Most pawn structures are exclusively about the position of the c,d and e file pawns, therefore the first group of characters will be the most determining one. This may change in the future, perhaps, as better chess players than me will point out issues with this system, but for the moment this is how it works.

Based on this string we can compare the current pawn position to the one of the named pawn structures. There are three options in the Preferences for this feature:

Enabled - if this feature is on or off
Only named structures - will only display the named structures if enabled. If not, then the name will be displayed as the most significant group of characters in the structure representation. On mouseover, the title will show the entire thing as well as the most similar named structure found.
Fuzzy - if this feature is on, then a structure will be considered named if 90% similar to the standard one.

The feature will invert the structure and look for a name there if not found for your own orientation. If a name is found there, "(R)" will be added to the name.

Note that the most named structures are represented by the most significant group only, and only several of them by the first two or three groups of characters. The rest is ignored.

Similarity

Now, how do we compute the similarity? It's a work in progress, but at the moment it works like this:

the number of common characters on the same position from the beginning of the text are counted as 1
the number of other common characters on the same position (so after any position where the characters were different) are counted as 0.8
the number of positions where the current structure has pawns on squares that may allow moving them on the named structure square for that position (so where the value is numerical and smaller than the numerical value of the named structure) are counted as 0.2
the percentage of the resulting sum from the characters counted is returned as the result

Example: Carlsbad vs Slav
21X2X0TM
21XX11TX
11100280 (8 denotes 0.8 and 2 denotes 0.2 here) = 4/8 = 50%

It may be that this is not the best way and it might be changed in the future.

List of structures

A small note on naming: different sources name these differently or don't recognize them as structures at all. I did what I could to give a short identifiable name to each position, but I think sooner or later I will have to restrict the number of names, rather than increase it. We'll see.
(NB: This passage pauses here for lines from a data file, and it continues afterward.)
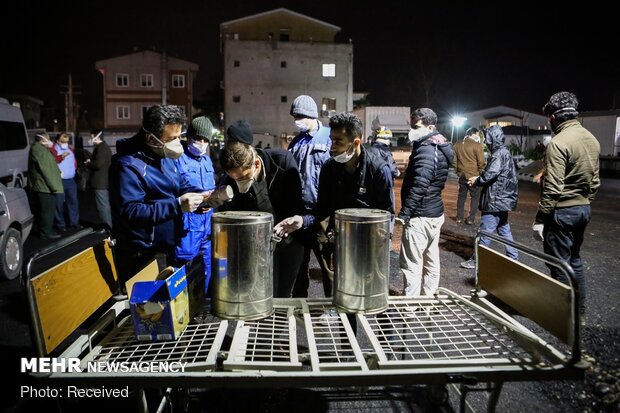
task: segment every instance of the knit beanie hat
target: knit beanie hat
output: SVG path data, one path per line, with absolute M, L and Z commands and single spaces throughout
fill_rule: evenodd
M 252 134 L 252 126 L 247 120 L 237 120 L 226 130 L 228 142 L 241 142 L 246 145 L 252 145 L 254 135 Z
M 316 108 L 316 102 L 308 95 L 297 96 L 291 105 L 291 116 L 318 118 L 319 112 Z
M 213 124 L 206 116 L 198 116 L 192 119 L 192 123 L 187 128 L 187 136 L 189 138 L 200 137 L 203 139 L 211 139 L 213 135 Z

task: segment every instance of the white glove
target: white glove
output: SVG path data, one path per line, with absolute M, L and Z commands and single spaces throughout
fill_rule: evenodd
M 194 212 L 196 208 L 202 203 L 202 194 L 195 192 L 188 192 L 181 195 L 179 198 L 179 205 L 183 212 Z
M 297 231 L 304 224 L 301 215 L 293 215 L 292 217 L 283 219 L 273 227 L 273 232 L 279 237 L 287 237 L 291 232 Z
M 532 236 L 536 241 L 544 241 L 544 237 L 542 235 L 543 229 L 545 229 L 545 224 L 532 224 Z

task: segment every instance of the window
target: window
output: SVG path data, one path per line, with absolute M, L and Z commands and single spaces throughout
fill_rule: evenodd
M 323 77 L 336 77 L 335 63 L 323 63 Z
M 321 105 L 321 116 L 330 116 L 334 112 L 336 112 L 336 99 L 323 98 Z
M 280 29 L 280 41 L 281 42 L 288 42 L 289 40 L 289 31 L 288 29 Z
M 116 74 L 116 87 L 129 87 L 129 75 L 127 73 Z
M 185 75 L 172 75 L 172 87 L 182 89 L 185 87 Z
M 129 119 L 129 106 L 117 106 L 116 119 Z
M 140 87 L 153 87 L 153 75 L 150 73 L 140 74 Z

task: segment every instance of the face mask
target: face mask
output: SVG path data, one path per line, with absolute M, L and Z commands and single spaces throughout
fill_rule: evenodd
M 162 158 L 178 159 L 183 154 L 183 145 L 181 145 L 181 140 L 179 138 L 163 143 L 157 136 L 152 133 L 151 135 L 161 145 L 153 145 L 151 143 L 147 143 L 147 145 Z
M 409 142 L 415 142 L 420 140 L 420 138 L 428 135 L 428 130 L 425 127 L 420 127 L 418 129 L 409 129 Z
M 351 153 L 349 153 L 349 151 L 351 151 Z M 346 151 L 344 151 L 340 155 L 334 156 L 334 161 L 338 163 L 347 163 L 353 158 L 354 154 L 355 154 L 355 151 L 353 150 L 353 144 L 351 144 L 349 145 L 349 148 L 347 148 Z
M 191 141 L 189 145 L 187 145 L 187 149 L 194 156 L 202 156 L 207 153 L 207 148 L 209 144 L 201 141 Z
M 256 165 L 256 163 L 254 165 Z M 256 166 L 254 166 L 253 169 L 254 171 L 252 172 L 251 178 L 235 181 L 235 183 L 237 184 L 237 188 L 239 189 L 239 192 L 242 194 L 247 193 L 255 181 L 254 177 L 256 176 Z
M 297 119 L 295 121 L 295 127 L 300 132 L 307 132 L 307 131 L 310 130 L 310 128 L 308 127 L 308 125 L 306 124 L 306 121 L 304 119 Z

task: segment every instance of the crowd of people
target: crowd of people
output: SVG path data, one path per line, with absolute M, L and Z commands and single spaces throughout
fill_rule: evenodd
M 577 108 L 578 100 L 570 92 L 554 94 L 543 108 L 555 136 L 544 148 L 540 207 L 532 230 L 547 254 L 573 268 L 585 312 L 586 282 L 579 251 L 590 220 L 590 203 L 600 185 L 600 146 L 577 120 Z M 92 131 L 89 142 L 94 151 L 81 163 L 89 171 L 99 217 L 116 239 L 121 281 L 153 259 L 163 269 L 202 255 L 208 286 L 213 212 L 262 211 L 273 215 L 274 233 L 283 238 L 274 250 L 274 296 L 308 296 L 309 262 L 314 254 L 329 297 L 335 211 L 372 208 L 392 215 L 391 231 L 394 225 L 402 225 L 399 267 L 404 294 L 432 296 L 440 284 L 442 191 L 450 168 L 459 182 L 456 222 L 473 225 L 481 211 L 480 230 L 513 239 L 508 218 L 517 207 L 518 178 L 500 126 L 470 128 L 462 141 L 452 144 L 437 130 L 432 109 L 413 110 L 408 136 L 412 149 L 397 206 L 394 179 L 400 172 L 389 151 L 389 129 L 380 127 L 372 145 L 365 146 L 363 125 L 356 115 L 337 113 L 324 125 L 316 102 L 307 95 L 293 101 L 290 115 L 298 133 L 288 148 L 254 145 L 251 125 L 238 120 L 230 124 L 226 143 L 213 160 L 210 120 L 198 116 L 188 125 L 181 109 L 172 105 L 149 108 L 142 128 L 118 141 L 114 156 L 102 131 Z M 29 185 L 37 200 L 35 215 L 42 238 L 55 239 L 65 228 L 80 226 L 78 163 L 67 134 L 61 133 L 55 142 L 46 134 L 37 135 L 30 154 Z M 490 240 L 482 237 L 480 243 L 488 245 Z M 506 247 L 506 255 L 519 259 L 512 247 Z M 461 265 L 475 268 L 475 257 Z M 564 274 L 551 267 L 550 271 L 567 282 Z

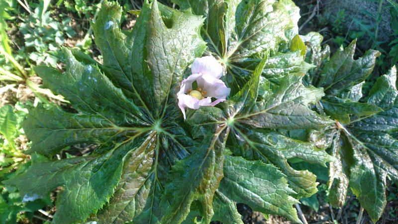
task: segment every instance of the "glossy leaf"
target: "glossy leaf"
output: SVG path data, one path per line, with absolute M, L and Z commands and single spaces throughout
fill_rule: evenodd
M 323 66 L 319 81 L 315 86 L 323 87 L 328 96 L 337 96 L 344 90 L 362 83 L 373 70 L 376 58 L 380 53 L 369 50 L 362 57 L 354 60 L 356 46 L 354 40 L 344 50 L 335 53 Z

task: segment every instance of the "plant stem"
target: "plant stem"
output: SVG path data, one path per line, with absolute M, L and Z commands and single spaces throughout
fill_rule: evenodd
M 300 219 L 301 219 L 301 221 L 302 221 L 302 223 L 304 224 L 308 224 L 307 220 L 305 219 L 304 214 L 302 214 L 302 211 L 301 211 L 301 208 L 300 208 L 300 206 L 298 204 L 295 204 L 295 206 L 296 206 L 297 212 L 298 213 L 298 216 L 300 217 Z
M 383 6 L 383 0 L 379 0 L 379 8 L 377 9 L 377 15 L 376 17 L 376 25 L 375 27 L 375 39 L 373 40 L 373 45 L 375 45 L 375 43 L 377 41 L 377 35 L 379 32 L 379 24 L 380 23 L 380 20 L 382 18 L 382 7 Z
M 357 220 L 357 224 L 360 224 L 362 221 L 362 215 L 364 214 L 364 207 L 361 206 L 361 209 L 359 209 L 359 214 L 358 215 L 358 220 Z

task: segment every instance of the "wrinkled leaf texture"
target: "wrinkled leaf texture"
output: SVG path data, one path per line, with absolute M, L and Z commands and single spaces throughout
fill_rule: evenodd
M 337 159 L 330 166 L 329 199 L 334 206 L 342 206 L 351 187 L 376 223 L 387 204 L 387 177 L 397 182 L 397 69 L 380 77 L 363 99 L 362 85 L 380 53 L 369 50 L 354 60 L 354 40 L 329 59 L 329 48 L 321 49 L 319 36 L 303 38 L 312 51 L 306 60 L 316 66 L 309 80 L 324 88 L 323 111 L 336 121 L 330 147 Z
M 313 68 L 302 44 L 289 47 L 298 8 L 290 0 L 175 2 L 180 10 L 146 1 L 125 31 L 122 8 L 104 1 L 92 24 L 103 64 L 64 48 L 58 53 L 64 72 L 35 68 L 44 87 L 77 112 L 30 109 L 23 127 L 32 164 L 5 183 L 27 201 L 60 188 L 56 224 L 191 223 L 197 216 L 202 223 L 242 223 L 237 203 L 300 223 L 293 206 L 317 184 L 288 160 L 324 166 L 333 159 L 315 142 L 284 135 L 332 123 L 310 109 L 324 94 L 302 84 Z M 217 107 L 189 111 L 184 121 L 179 83 L 203 53 L 222 62 L 232 93 Z M 53 158 L 79 143 L 99 146 L 88 156 Z

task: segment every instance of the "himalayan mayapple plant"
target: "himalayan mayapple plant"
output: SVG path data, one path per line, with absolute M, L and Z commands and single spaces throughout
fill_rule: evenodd
M 54 224 L 242 224 L 237 203 L 300 223 L 293 206 L 317 183 L 295 159 L 328 164 L 332 205 L 350 187 L 378 220 L 398 182 L 396 69 L 364 98 L 380 53 L 354 60 L 354 40 L 331 56 L 298 35 L 291 0 L 173 1 L 145 1 L 124 30 L 105 0 L 92 23 L 103 63 L 63 48 L 63 72 L 35 68 L 76 112 L 30 109 L 32 165 L 5 183 L 25 201 L 60 188 Z M 79 143 L 98 146 L 54 157 Z

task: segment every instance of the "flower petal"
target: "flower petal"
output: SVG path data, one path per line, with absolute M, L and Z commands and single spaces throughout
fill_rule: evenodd
M 188 90 L 192 89 L 192 84 L 200 76 L 201 76 L 201 74 L 193 74 L 188 76 L 187 79 L 183 80 L 181 82 L 181 88 L 180 89 L 180 91 L 179 91 L 177 94 L 177 96 L 179 96 L 182 94 L 185 94 L 188 93 Z
M 225 99 L 217 99 L 214 102 L 212 102 L 210 106 L 214 107 L 218 104 L 219 103 L 223 102 L 224 101 L 225 101 Z
M 185 115 L 185 108 L 198 110 L 199 109 L 199 100 L 194 97 L 186 94 L 180 94 L 178 96 L 178 107 L 181 110 L 184 115 L 184 119 L 187 119 Z
M 222 80 L 214 79 L 210 75 L 203 75 L 198 77 L 197 82 L 198 86 L 203 86 L 202 89 L 206 91 L 205 97 L 225 99 L 231 92 L 231 89 L 227 88 Z
M 211 56 L 195 59 L 191 70 L 193 74 L 211 75 L 215 79 L 219 79 L 222 76 L 222 66 Z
So here is the list of pawn structures recognized by LiChess Tools (v2.2.3):

Queen's Isolani - 2XXX1XXT
Italian Isolani - 2XXXX0TX
Hanging Pawns - 2X2X1XTT
Carlsbad - 21X2X0TM
Orthodox Exchange - 21X2X1TM
Rauzer Formation - X22X21XX
Boleslavsky Wall - X221X1TM
Scheveningen - X2011XMX
Dragon - X2010XMX 000001
Maróczy Bind - X2210XMX and X2201XMX
Hedgehog - X2211XMX 000010
Boleslavsky Hole - X2012XMX
d5 Chain - 322120XX
e5 Chain - 230210XX
Panov - 2X321XMT and 2X320XMT
Stonewall - 200210XX 000200
Botvinnik - 122122XX
Slav - 21XX11TX
Caro - 2X1X11MT
Modern Benoni - 32X1X2TM
Symmetric Benoni - 3X21X2XX
Closed Sicilian - 120102XX
Grünfeld - 221X02TX 0X0000
Najdorf - 3X012XMT and X20X22XX and X2022XMX
KID (King's Indian Defense) I - 32X12XXX
KID (King's Indian Defense) II - 322122XX
KID (King's Indian Defense) Complex - 222121XX
Open KID (King Indian's Defense) - X221X0TM
French - 2X0210XM and X3121XMX
3-3 vs 4-2 - XX1X1XMT
Benko - 32X102MX 0000X1 00X0
Closed Ruy Lopez - 321123XX
Lopez - 221122XX
Maróczi SymT (Symmetrical Transformation) - 32X10XXX
Maróczi AsymT (Asymmetrical Transformation) - 3X210XMT
KID II TA (Transformation A)- 3X2122XM 00020X
KID II TB (Transformation B) - 3X2122XM 000X00
d5 Chain TA (Transformation A) - 3X2120XM 00020X
d5 Chain TB (Transformation B) - 3X2120XM 000X00
Lopez Exchange (double pawn exchange on d4) - X2X1XXXM

The links above are also used in LiChess Tools and are mostly from Wikipedia, but also some approximations or just other random sites because there are no links for many of the Flores structures. I would be very happy if someone would help me clean these up.

Hope this explains everything. Enjoy!